El nombre del monstruo era Izumrud, el gran gusano, y había quienes aseguraban que él había excavado los túneles que se extendían bajo Ravka. Enfermo de hambre, engullía cieno y gravilla, excavando más y más profundo en la tierra, buscando algo para satisfacer su hambre, hasta que fue demasiado lejos y se perdió en la oscuridad.

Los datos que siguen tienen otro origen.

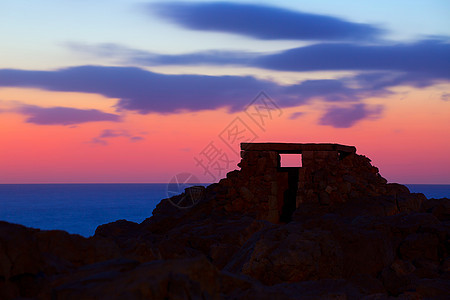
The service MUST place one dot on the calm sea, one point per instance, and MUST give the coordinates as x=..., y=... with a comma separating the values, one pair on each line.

Tan solo era una historia, una que se le contaba a los niños, pero en la Catedral Blanca la gente tenía cuidado de no alejarse demasiado de los pasadizos que se enroscaban alrededor de las cavernas principales. Unos extraños sonidos reverberaban por el oscuro laberinto de túneles, gruñidos y ruidos inexplicables; y los fríos momentos de silencio quedaban rotos por unos siseos sordos que podían no ser nada o podían ser los sinuosos movimientos de un cuerpo alargado que se acercaba serpenteando por algún pasadizo cercano en busca de presas.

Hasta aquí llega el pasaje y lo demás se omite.